Une scène du roman de Dostoievski : « Crime et châtiment » illustre bien cette vision de la loi. Deux personnages sont face-à-face. D’une part Sonia, une vraie croyante vivant dans la misère et obligée, par un beau-père cynique, de se prostituer pour faire vivre une famille où se trouvent deux enfants orphelins. Face à elle un jeune intellectuel, Raskolnikof, qui estime que les lois sont faites pour les petites gens. Un esprit éclairé, pense-t-il, est au-dessus des lois. Fort de cette conviction il assassine, de manière purement gratuite, deux vieilles femmes devenues, à ses yeux, inutiles à la société. Lorsque Raskolnikov lui avoue son crime, Sonia fond en larmes et s’apitoie sur son sort. Elle comprend que se mettre hors la loi, supprimer la distinction du Bien et du mal, revient à sortir de l’humanité. Pour le sauver, Sonia, la prostituée, l’enjoint d’aller se dénoncer. Se soumettre aux exigences de la loi qui définit le Bien et le mal, c’est retrouver le chemin du salut. Le regard de Raskolnikof sur cette jeune femme l’intrigue ; il l’interroge et prenant conscience de sa misère, il s’étonne. Pourquoi supporte-t-elle cette existence ? Pourquoi ne court-elle pas se suicider ? La réponse de Sonia est sublime : « Que deviendraient les petits ? » Raskolnikof est condamné aux travaux forcés ; elle le suit sur le chemin qui conduit au bagne, elle le soutient lui et ses compagnons, elle les aide et les réconforte.
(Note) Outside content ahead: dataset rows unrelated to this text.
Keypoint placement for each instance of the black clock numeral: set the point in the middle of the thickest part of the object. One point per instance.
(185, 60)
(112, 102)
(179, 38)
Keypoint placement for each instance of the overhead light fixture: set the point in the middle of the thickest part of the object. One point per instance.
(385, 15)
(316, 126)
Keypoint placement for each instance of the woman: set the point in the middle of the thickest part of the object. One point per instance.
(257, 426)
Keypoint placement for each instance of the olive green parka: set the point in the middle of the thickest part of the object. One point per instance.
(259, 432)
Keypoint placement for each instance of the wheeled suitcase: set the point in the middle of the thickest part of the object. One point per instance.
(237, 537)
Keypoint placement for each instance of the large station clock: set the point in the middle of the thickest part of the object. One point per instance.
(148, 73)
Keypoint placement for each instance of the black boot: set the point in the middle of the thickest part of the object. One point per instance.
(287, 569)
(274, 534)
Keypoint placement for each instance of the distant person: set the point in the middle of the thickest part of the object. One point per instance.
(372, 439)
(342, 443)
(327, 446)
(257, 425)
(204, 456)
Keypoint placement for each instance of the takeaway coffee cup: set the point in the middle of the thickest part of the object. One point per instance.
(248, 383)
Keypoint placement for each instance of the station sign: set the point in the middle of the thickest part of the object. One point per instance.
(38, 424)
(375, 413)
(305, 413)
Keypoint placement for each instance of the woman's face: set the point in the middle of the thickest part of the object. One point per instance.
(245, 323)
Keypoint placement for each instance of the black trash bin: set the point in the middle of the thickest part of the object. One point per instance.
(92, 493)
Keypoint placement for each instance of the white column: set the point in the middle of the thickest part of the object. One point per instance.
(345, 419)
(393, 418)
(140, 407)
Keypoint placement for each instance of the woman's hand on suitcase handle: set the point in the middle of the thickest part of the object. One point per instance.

Telle est la vie chrétienne. Elle ne nie pas les lois qui définissent le Bien et le mal, contrairement à Raskolnikov. Elle suppose pourtant un dépassement du Bien et du Mal. Aux yeux de la loi, Sonia est pécheresse. L’amour qu’elle déploie l’empêche de sombrer dans le désespoir. Loin de se croire condamnée, elle fait renaître l’espérance de ceux que la loi condamne. Tragique est le destin de l’homme ; il vit sous le poids des lois qui font des innocents et des coupables : l’affaire Straus Kahn le rappelle. Splendide est le destin du croyant. La justice que définit la loi – celle du monde ou celle de l’Eglise - n’est pas le tout de l’existence. Par-delà innocence et culpabilité le chemin reste ouvert pour le pécheur comme pour le saint. Qui sera sauvé? Celui qui croit à l’amour.